In bottle treatment machines, a conveyor system is provided for transporting bottles, such as PET bottles, between various stations. In the conveyer system, multiple conveying paths can be provided, between which the bottles are to be transferred for distributing or sorting. Alternatively or additionally, a variable capacity storage can be incorporated into the conveyor system, which in the event of failure or malfunction of a station temporarily stores the bottles delivered to a station and not received at the same rate, or for a faster receiving rate supplies enough bottles, in order to create a time buffer within which ideally the malfunction is eliminated, so that the bottle treatment machine is continuously operable. In both cases, it is standard to use the bottle carrier chain simultaneously as a tension member to which the conveying movement is applied. For a change of path between different conveying paths each with a bottle chain, it is necessary to take the bottles off a bottle carrier chain and to transfer them onto the other bottle carrier chain. This requires a number of tension members and bottle carrier chains. Due to the dual task of bottle carrier chains being used as tension members, namely the load-bearing function and the driving function, such bottle carrier chains are complex, expensive and prone to damage. In the second case of a storage having the bottle carrier chain fulfilling the drive function and the load-bearing function, it is necessary during deflection to release the bottle carrier chain from a guide and insert it into another. In addition, the bottle carrier chain, fulfilling the driving movement along the guides and the load-bearing function, must be of a great length, for instance as an endless loop.
A conveyor system of a bottle treatment machine is known from DE 10 2004 053 663 A, where, in the storage formed as a storage tower, two neighboring guides are disposed in a spiral-shaped manner in which at least part of an endless loop of the bottle carrier chain is guided and driven, and to which a carriage with two reverse-image transfer guides is movably arranged in order to be able to vary the capacity of the storage as required. The bottle carrier chain is directly driven along the guides, is a special link chain, and carries plate-like bottle carriers or bottle grippers on the upper side. In the respective transfer area, the bottle carrier chain is released from the guide by mechanical means of the transfer guide, guided and deflected in the transfer guide and by mechanical means again inserted into the other guide. This results in considerable strain, so that the bottle carrier chain is very stabile and heavy duty also due to the considerable load, and relatively high driving power is required which in turn subjects the bottle carrier chain to considerable local tension stress. The bottle carrier chain also acting as tension members can, for example, also have frictionally engaged contact between the bottles, the guides and the like, leading to contamination and wear of the bottles.

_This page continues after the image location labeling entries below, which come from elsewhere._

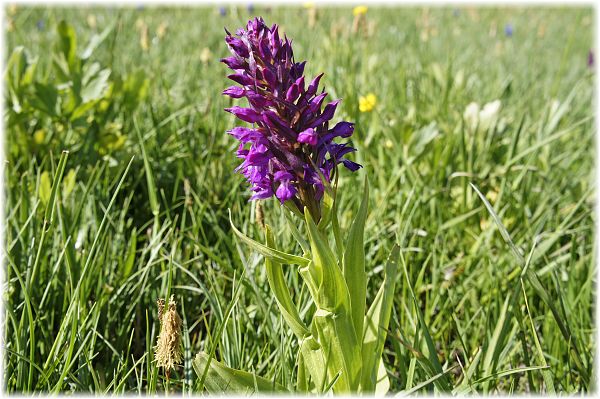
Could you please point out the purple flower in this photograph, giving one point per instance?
(289, 152)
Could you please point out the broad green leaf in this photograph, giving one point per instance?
(68, 43)
(354, 264)
(313, 361)
(282, 294)
(382, 385)
(222, 379)
(333, 319)
(376, 324)
(271, 253)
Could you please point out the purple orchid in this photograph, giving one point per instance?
(289, 150)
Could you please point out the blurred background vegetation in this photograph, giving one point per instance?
(138, 208)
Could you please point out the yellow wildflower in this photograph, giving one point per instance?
(359, 10)
(367, 103)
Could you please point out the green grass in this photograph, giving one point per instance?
(493, 296)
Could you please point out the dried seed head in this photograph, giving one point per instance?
(168, 351)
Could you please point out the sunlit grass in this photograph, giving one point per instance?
(140, 210)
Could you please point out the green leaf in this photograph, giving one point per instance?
(354, 264)
(46, 99)
(95, 83)
(69, 183)
(442, 383)
(281, 291)
(271, 253)
(222, 379)
(68, 43)
(333, 318)
(45, 188)
(130, 259)
(95, 41)
(376, 325)
(313, 361)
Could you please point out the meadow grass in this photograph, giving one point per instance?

A conveyor system of a cigarette processing machine is known from EP 0 581 143 B, in which either a single chain-type conveyor element is used simultaneously for initiating the drive movement and for carrying the load, or a load-bearing conveyor element is driven independently in each of two separate guides. A variable capacity storage is integrated into the conveyor system, which has at least one transfer guide for deflecting the conveyor flow from one guide onto the other guide. In the case of only a single endless conveyor element, it is in the transfer area released from a guide, transferred and re-inserted into the other guide. In the second case with the two conveyor elements drivable independently of each other in the two guides, the transfer guide is designed as a bridge-shaped conveyor element which receives the flow of cigarettes from a conveyor element, transfers it and conducts it to the other conveyor element.
A goods-conveyor system having a variable capacity storage is known from EP 1 161 391 B, in which two belt carrier chains are driven and guided in two adjacent guides which at the same time fulfill a load-bearing function. In the transfer area, a rotatable conveyor disc is moveably arranged between the guides and along them, which at the same is driven in rotation by both belt carrier chains in order to be able to receive goods, transfer and again load them onto the other belt carrier chain.
A substantially straight-lined conveyor system for the same or similar objects is known from EP 1 232 974 B, which in piece goods processing are treated in multiple processing steps. In the conveying path, a guide for a belt carrier chain is disposed, which fulfills only a load carrying and conveying function. On both sides of the guide, toothed belt drives or drive wheels are arranged there, which are driven at a desired speed of circulation corresponding to the conveying speed, and transfer this speed of circulation to the load carrier chain with which they overlap for a certain distance. Transfer of the drive speed is effected by magnetic effect in that the belt drives or the drive discs carry series of permanent magnets, and magnetized armature elements or magnets are arranged at the individual belt carriers of the belt carrier chain.